A strong storm hit us in the Bismarck-Sea. Though professional photographer Philipp Hympendahl was aboard the ‘Lapita Tikopia’, he couldn’t take any photos as all hands were needed in the severe conditions. With smallest sail and two sea anchors the crew were able to weather the two day gale. In this same storm ‘Lapita Anuta’, due to a navigational error, had to sail 9 Nm close hauled under stormsail in huge beam seas to reach shelter at the agreed rendezvous. Boats and crew came through safe and sound.
There were also some adventures of a different nature; having to pay a bribe to officials in the Philippines in order to receive the documents for leaving the country; spending hours in Indonesian harbour/custom offices and paying more money to continue the voyage.
On the islands of Karkar and Kabacon people stole some items of our equipment.
We carried a large medicine store, even so nearly everyone was handicapped by tropical ulcers due to the hot, humid conditions and bacteria. A small cut could cause a festering sore within days. Sitting on the hard wet decks caused similar sores on bottoms, very painful! One crewmember had a serious tropical skin infection and had to stay ashore for two weeks for daily hospital injections.
Some suffered seasickness, or headaches and exhaustion from the humid heat. One crew suffered heat-stroke and dehydration which led to an infection of the urethra and later of the kidneys and had to be operated on when returned home.

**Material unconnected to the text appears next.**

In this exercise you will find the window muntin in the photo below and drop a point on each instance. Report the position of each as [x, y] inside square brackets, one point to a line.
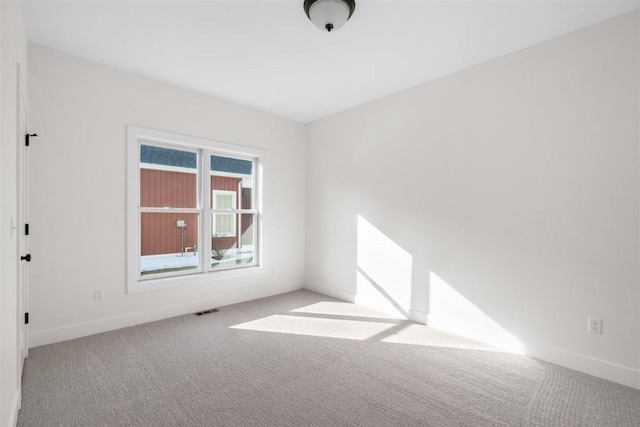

Both skippers, Hanneke Boon and Klaus Hympendahl, lost a lot of weight. James Wharram, aged 80 with a worn knee joint and frozen shoulder, suffered acute and continuous discomfort due to the tight living accommodation; though remarkably healthy throughout the voyage he finally succumbed to a lingering stomach bug and exhaustion, deciding him to return home 200Nm before the end of the 4000Nm voyage, to avoid being a burden on the others. The prospect of a difficult landing in Anuta clinched his decision.
In spite of the difficulties we experienced, the voyage achieved all its objectives.